31 Ekim 2008 Cuma

YANYA KALESİ İÇ KALE BURCU

İç Kale'de iki saate yakın zaman dolaştım. Bunun en az 1 saatini, burcu sabit bakışlarla ve hayal dünyamda gezinerek geçirdim. sonunda dayanamadım, zamanla aşınarak keskinleşmiş, tehlike arz eden taşlarına dikkatle basarak en üst noktasına çıktım.

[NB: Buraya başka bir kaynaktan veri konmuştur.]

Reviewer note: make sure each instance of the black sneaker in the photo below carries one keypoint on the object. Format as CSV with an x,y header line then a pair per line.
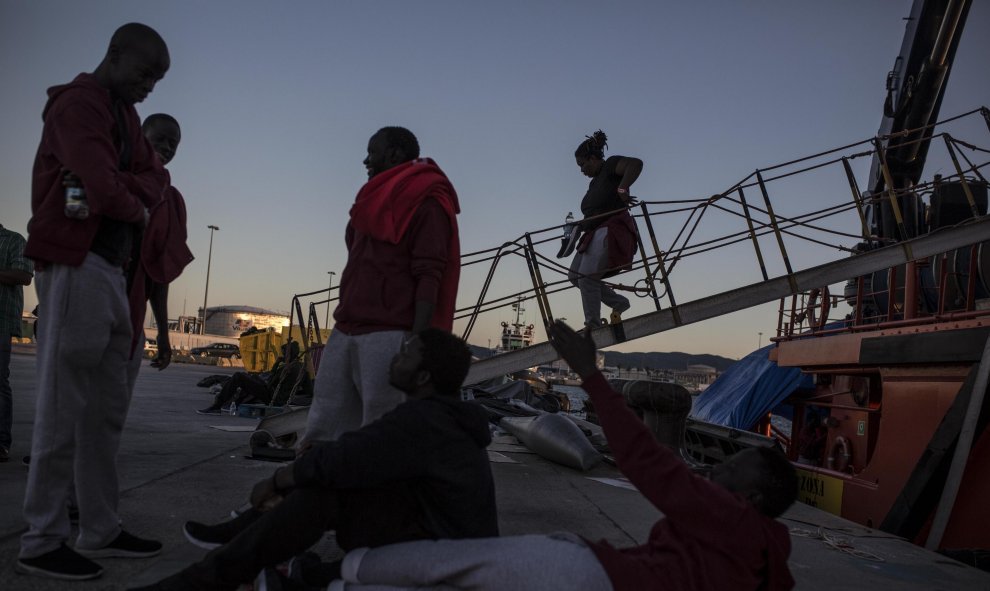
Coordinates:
x,y
62,563
270,579
125,546
310,570
209,537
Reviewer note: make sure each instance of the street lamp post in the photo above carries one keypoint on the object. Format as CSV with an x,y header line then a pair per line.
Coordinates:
x,y
209,260
329,292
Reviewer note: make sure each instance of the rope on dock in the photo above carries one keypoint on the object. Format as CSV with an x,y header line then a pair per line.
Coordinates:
x,y
841,544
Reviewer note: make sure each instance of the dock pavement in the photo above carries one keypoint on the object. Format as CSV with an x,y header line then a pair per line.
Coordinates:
x,y
176,465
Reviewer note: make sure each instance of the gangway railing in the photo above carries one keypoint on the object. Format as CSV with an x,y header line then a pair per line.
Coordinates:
x,y
764,218
746,297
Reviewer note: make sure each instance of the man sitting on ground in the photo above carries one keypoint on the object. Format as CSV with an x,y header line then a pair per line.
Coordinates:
x,y
716,534
419,472
287,379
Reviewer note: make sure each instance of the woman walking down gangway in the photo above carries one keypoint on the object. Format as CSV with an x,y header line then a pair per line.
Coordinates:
x,y
609,241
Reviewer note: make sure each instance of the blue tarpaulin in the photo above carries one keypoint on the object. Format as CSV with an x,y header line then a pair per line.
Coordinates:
x,y
748,390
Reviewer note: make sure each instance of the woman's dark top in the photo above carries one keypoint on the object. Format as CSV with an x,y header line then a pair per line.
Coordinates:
x,y
602,196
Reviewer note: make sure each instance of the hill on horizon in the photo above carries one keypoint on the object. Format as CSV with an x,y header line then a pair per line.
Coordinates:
x,y
673,360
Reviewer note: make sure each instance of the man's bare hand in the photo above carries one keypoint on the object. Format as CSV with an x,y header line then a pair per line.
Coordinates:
x,y
578,351
163,358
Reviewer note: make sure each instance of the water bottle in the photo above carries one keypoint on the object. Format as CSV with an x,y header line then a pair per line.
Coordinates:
x,y
76,206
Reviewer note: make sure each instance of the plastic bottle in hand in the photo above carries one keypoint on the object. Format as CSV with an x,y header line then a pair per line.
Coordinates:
x,y
568,225
76,205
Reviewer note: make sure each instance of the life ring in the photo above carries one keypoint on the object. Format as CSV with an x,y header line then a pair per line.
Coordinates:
x,y
815,312
840,454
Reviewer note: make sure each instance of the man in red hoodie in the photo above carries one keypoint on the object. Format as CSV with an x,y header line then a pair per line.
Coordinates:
x,y
717,533
401,277
81,241
163,253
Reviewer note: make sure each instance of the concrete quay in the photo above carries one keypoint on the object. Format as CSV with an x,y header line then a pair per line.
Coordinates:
x,y
175,466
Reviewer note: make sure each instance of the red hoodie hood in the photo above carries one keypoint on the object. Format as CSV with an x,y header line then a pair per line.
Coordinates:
x,y
386,203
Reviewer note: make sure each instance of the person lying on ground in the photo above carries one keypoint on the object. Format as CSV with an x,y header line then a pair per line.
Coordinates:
x,y
288,378
717,533
419,472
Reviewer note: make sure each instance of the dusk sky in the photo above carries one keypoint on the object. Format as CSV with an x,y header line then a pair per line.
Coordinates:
x,y
277,101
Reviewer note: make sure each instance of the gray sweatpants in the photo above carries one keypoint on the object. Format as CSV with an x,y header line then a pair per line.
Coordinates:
x,y
521,563
82,401
352,388
586,272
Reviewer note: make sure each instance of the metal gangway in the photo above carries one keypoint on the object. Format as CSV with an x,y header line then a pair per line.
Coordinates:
x,y
754,221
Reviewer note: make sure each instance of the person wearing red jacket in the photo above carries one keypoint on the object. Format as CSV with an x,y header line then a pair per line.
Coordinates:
x,y
716,534
163,253
91,140
401,277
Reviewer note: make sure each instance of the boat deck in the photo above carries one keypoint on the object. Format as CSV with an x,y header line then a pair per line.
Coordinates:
x,y
175,466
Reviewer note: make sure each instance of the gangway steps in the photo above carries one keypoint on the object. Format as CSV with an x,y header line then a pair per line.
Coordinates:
x,y
922,247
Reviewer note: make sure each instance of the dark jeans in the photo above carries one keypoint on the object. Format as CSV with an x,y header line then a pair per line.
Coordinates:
x,y
252,389
360,517
6,394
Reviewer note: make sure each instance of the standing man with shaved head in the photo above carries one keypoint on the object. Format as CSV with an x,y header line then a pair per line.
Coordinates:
x,y
95,178
403,267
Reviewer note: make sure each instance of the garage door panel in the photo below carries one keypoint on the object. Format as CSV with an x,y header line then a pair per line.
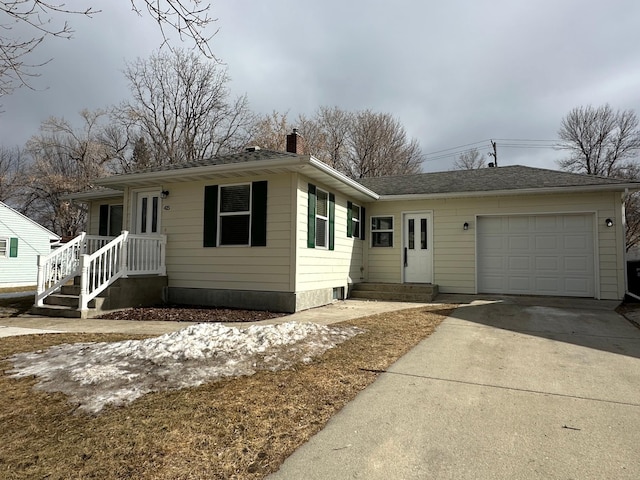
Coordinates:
x,y
578,242
576,265
546,242
544,255
519,283
517,225
515,263
518,243
547,285
549,264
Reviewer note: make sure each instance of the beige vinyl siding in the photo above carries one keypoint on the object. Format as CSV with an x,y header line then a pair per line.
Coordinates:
x,y
190,265
454,251
320,268
93,220
33,240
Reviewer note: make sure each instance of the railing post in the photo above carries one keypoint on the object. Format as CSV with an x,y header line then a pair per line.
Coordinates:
x,y
84,282
40,287
163,253
124,255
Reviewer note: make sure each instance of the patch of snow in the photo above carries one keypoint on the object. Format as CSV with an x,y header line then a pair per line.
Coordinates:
x,y
98,374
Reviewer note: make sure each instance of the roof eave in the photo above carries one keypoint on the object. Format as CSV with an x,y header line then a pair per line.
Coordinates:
x,y
120,182
621,187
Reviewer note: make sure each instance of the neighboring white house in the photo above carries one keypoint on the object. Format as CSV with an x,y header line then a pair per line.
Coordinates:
x,y
21,241
284,231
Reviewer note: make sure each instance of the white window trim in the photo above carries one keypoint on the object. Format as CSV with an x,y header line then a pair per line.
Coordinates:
x,y
391,230
355,221
324,218
7,246
221,214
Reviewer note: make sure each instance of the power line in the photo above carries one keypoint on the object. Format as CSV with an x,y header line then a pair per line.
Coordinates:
x,y
527,143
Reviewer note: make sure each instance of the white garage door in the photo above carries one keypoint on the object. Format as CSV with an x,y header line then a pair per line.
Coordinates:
x,y
536,255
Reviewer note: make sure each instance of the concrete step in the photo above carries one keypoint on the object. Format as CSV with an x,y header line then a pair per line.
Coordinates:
x,y
395,292
56,311
62,300
72,301
70,290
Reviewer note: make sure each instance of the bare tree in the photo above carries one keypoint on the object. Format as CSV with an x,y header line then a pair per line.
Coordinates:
x,y
605,143
43,19
600,141
270,131
64,160
378,146
182,107
469,160
12,165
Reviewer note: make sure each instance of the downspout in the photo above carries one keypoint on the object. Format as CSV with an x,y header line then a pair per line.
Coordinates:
x,y
624,250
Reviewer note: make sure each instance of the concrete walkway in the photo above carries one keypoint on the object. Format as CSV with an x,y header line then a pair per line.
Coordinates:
x,y
505,388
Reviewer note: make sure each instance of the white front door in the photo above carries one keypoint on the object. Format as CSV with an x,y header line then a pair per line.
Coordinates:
x,y
417,248
148,213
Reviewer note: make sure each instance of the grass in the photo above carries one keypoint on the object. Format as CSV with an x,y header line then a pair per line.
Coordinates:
x,y
240,428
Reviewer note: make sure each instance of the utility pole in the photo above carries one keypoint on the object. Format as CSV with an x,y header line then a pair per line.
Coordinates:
x,y
494,154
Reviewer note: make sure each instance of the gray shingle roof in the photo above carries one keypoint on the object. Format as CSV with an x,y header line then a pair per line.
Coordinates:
x,y
514,177
246,156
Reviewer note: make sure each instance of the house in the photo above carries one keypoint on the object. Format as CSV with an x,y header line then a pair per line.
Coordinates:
x,y
283,231
21,241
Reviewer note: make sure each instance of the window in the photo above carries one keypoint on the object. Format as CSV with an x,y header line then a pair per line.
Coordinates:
x,y
382,231
110,220
8,247
321,218
235,215
355,221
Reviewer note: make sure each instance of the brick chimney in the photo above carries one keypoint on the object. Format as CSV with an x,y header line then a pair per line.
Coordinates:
x,y
294,143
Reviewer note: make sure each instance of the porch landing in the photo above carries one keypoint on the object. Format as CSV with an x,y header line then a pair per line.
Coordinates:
x,y
395,292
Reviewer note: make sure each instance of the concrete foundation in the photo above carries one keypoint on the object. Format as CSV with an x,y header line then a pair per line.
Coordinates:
x,y
286,302
139,291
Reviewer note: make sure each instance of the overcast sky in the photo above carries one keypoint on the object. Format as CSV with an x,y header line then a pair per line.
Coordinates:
x,y
454,72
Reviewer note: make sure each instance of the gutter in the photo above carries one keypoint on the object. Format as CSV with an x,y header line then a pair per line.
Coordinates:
x,y
524,191
343,178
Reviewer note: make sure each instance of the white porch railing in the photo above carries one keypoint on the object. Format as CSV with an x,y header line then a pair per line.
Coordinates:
x,y
100,261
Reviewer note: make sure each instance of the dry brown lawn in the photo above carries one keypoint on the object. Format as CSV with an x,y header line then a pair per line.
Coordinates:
x,y
241,428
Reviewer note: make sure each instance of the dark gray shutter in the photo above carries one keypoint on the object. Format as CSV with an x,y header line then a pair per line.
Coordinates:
x,y
332,221
210,230
103,229
259,214
311,217
13,247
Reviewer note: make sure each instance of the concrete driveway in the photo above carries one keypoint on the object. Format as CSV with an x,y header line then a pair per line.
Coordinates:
x,y
510,388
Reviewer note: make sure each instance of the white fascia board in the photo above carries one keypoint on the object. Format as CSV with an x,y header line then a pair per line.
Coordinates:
x,y
505,193
205,170
93,195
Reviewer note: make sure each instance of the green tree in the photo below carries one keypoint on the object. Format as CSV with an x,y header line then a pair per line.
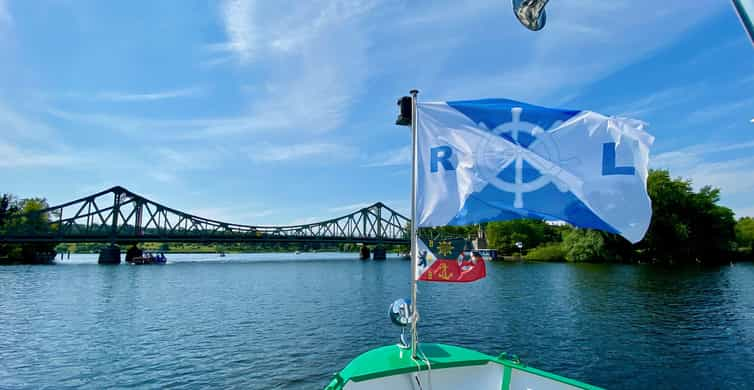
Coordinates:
x,y
686,226
531,232
582,245
745,232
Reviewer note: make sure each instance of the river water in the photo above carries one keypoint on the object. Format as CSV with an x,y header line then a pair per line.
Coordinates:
x,y
285,321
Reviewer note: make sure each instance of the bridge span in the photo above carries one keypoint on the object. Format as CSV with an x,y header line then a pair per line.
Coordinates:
x,y
119,216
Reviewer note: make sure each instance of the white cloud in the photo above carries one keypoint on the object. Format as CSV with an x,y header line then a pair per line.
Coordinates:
x,y
149,96
242,36
722,110
164,128
584,41
243,214
711,164
278,153
315,59
19,126
12,156
400,156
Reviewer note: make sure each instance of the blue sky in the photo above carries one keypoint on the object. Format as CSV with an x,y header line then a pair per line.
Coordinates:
x,y
281,112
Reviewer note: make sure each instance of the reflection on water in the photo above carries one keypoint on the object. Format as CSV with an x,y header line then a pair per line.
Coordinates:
x,y
290,321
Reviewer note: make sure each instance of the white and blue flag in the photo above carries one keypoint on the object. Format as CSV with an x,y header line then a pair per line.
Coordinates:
x,y
499,159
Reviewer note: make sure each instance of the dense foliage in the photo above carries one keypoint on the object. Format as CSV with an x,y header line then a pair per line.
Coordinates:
x,y
745,233
687,226
23,215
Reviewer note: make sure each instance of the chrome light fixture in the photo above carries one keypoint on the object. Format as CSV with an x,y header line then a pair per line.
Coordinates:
x,y
531,13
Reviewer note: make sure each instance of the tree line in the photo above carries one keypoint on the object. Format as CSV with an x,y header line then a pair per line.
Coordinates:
x,y
20,214
687,226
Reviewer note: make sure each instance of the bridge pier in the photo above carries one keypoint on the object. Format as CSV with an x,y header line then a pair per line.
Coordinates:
x,y
109,255
364,252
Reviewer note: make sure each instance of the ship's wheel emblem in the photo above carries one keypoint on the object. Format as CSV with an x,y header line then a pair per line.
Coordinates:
x,y
530,149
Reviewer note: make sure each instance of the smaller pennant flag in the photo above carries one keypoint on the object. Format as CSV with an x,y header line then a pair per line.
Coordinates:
x,y
448,261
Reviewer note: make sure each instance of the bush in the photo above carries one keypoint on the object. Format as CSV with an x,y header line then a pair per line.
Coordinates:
x,y
547,252
583,245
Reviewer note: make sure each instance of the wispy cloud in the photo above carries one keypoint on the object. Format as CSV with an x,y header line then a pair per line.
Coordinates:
x,y
279,153
743,107
166,128
658,100
241,34
149,96
712,164
19,126
319,52
395,157
13,156
586,42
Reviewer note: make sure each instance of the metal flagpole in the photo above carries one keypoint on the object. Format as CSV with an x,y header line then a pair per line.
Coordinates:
x,y
414,169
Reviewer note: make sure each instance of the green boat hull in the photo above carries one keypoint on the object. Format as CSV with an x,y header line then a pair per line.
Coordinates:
x,y
449,367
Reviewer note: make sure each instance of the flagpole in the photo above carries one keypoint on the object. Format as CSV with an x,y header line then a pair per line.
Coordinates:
x,y
414,169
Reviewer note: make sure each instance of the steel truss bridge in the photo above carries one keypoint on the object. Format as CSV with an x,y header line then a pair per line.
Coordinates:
x,y
119,216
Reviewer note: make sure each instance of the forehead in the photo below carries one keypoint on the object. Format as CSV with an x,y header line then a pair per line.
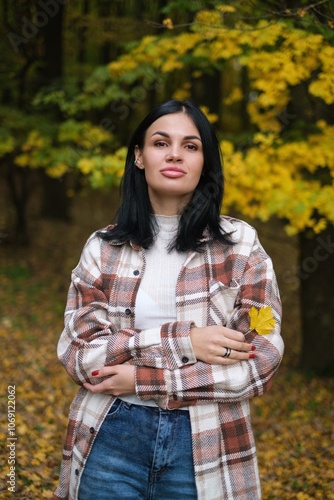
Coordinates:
x,y
173,124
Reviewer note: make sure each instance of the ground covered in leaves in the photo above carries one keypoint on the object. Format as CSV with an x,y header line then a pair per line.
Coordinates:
x,y
293,423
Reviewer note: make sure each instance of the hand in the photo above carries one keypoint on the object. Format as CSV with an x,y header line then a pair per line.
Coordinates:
x,y
210,343
120,380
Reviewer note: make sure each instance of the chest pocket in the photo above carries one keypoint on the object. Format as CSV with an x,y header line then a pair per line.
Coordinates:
x,y
222,301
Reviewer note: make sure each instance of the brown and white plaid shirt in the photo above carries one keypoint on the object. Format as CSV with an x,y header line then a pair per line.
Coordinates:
x,y
217,286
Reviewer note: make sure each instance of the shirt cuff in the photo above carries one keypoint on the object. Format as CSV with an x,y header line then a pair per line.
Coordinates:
x,y
176,344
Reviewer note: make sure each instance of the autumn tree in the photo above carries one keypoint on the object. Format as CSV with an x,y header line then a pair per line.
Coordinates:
x,y
264,74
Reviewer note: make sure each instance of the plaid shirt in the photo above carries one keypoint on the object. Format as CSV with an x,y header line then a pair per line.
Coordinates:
x,y
217,286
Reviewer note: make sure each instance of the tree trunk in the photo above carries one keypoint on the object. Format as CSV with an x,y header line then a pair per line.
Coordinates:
x,y
55,203
316,273
19,190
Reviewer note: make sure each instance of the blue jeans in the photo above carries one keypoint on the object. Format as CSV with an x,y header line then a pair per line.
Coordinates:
x,y
140,453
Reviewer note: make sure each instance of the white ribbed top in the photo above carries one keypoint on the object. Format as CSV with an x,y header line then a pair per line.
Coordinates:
x,y
155,302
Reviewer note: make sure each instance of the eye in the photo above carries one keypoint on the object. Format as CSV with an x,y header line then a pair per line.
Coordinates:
x,y
160,144
191,147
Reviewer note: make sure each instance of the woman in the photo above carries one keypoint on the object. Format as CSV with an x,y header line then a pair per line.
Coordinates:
x,y
157,330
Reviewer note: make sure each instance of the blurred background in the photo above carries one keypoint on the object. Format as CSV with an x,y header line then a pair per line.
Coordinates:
x,y
76,77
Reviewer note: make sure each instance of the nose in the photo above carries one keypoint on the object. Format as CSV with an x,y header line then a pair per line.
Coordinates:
x,y
174,155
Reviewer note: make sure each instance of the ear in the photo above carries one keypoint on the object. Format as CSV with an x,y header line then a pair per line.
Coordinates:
x,y
138,158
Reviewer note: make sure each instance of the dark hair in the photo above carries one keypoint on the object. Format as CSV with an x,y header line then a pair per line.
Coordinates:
x,y
134,221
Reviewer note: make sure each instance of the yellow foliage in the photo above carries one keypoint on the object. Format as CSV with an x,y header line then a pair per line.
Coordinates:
x,y
85,165
262,320
234,96
168,23
57,171
212,117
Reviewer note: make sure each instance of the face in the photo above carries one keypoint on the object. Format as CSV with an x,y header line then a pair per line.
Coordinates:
x,y
172,158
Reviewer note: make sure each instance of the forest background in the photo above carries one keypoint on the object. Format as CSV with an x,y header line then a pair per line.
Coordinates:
x,y
76,76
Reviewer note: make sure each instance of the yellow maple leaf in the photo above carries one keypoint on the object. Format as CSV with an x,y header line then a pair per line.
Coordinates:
x,y
262,320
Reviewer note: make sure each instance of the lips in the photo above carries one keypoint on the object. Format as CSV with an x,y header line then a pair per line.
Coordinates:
x,y
173,172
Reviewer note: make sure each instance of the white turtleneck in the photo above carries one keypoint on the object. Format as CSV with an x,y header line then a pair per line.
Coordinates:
x,y
155,302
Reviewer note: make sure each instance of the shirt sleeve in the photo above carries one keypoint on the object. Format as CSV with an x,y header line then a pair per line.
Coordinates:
x,y
90,340
202,382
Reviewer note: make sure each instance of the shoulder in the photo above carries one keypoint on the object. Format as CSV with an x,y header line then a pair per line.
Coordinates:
x,y
239,230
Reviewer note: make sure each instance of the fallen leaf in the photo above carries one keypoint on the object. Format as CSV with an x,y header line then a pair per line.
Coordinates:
x,y
262,320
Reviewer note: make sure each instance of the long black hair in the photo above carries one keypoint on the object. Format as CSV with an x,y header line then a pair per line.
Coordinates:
x,y
202,213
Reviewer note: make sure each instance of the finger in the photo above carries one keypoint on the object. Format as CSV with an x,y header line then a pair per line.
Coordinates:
x,y
105,371
98,388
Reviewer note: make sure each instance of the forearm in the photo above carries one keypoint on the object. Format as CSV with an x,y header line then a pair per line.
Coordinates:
x,y
89,341
203,382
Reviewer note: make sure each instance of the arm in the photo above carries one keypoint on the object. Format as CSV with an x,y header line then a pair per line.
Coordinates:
x,y
91,338
204,382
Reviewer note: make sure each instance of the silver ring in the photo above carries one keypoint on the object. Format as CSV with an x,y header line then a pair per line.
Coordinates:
x,y
227,353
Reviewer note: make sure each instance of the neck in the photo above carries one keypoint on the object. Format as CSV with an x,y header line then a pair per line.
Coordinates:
x,y
168,205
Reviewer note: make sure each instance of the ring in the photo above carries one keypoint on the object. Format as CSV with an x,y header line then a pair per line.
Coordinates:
x,y
227,353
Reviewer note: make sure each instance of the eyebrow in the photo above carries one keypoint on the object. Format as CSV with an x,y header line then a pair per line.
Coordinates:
x,y
186,137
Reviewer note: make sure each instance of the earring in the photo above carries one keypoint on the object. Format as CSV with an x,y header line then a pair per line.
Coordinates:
x,y
139,165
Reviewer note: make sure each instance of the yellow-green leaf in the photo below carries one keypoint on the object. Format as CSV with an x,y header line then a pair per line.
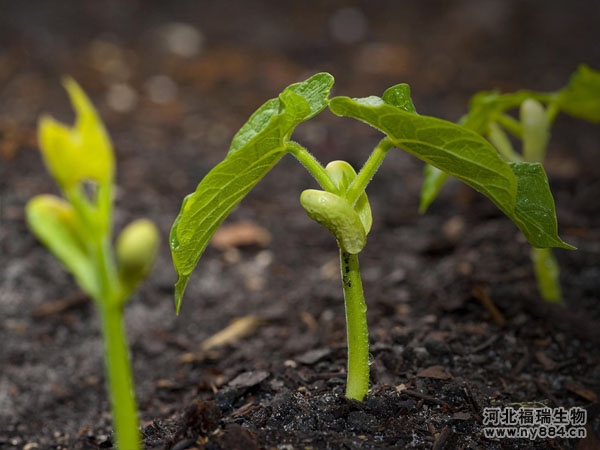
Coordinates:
x,y
78,153
54,222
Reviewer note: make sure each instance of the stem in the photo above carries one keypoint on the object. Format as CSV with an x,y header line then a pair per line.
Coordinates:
x,y
313,166
358,186
116,354
499,140
511,125
356,327
547,274
120,381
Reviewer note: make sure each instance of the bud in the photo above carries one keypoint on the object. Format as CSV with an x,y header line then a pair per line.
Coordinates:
x,y
536,130
55,223
342,174
136,251
338,216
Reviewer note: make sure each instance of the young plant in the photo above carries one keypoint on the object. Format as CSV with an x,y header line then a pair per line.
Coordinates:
x,y
488,116
77,230
519,189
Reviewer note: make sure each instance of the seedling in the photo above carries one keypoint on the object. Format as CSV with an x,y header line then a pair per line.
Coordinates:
x,y
519,189
77,230
488,116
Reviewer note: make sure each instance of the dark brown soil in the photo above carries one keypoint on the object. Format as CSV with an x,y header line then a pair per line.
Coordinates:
x,y
441,353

Ayaklarımın altında Yanya, önümde Pamvotis Gölü vardı. Burada gece nöbet tutan Anadolu yiğidi ne düşünürdü acaba ? Uzakta kalan sevdiklerini mi ? Köyünü mü, dağlarını mı, ovalarını mı, çobanlık yaptığı sürüyü mü, anasının tarhana çorbasını mı ? Yoksa yarın ya da öbür gün onu ebediyen yıkacak kurşunu mu ? Bir an için hayal dünyamdan sesler gelmeye başladı sanki. Toplar patlıyor, etrafıma gülleler, şarapneller düşüyordu. Subaylar birliklerini şevke getirmek için bazen baba şefkatiyle, bazen kendinden geçercesine emirler yağdırıyordu. Askerimizin "Allah, Allah" nidaları kulağımda çınlıyordu. Sağ yanımdaki Amasyalı ile sol yanımdaki Prizrenli erler oracıkta şehit oluverdiler...
Birden serin bir rüzgârla gerçek dünyaya döndüm. Taşların üstüne bağdaş kurup oturdum. Gözyaşlarımı tutamıyordum... Annesini kalabalıkta kaybetmiş küçük çocuklar gibi.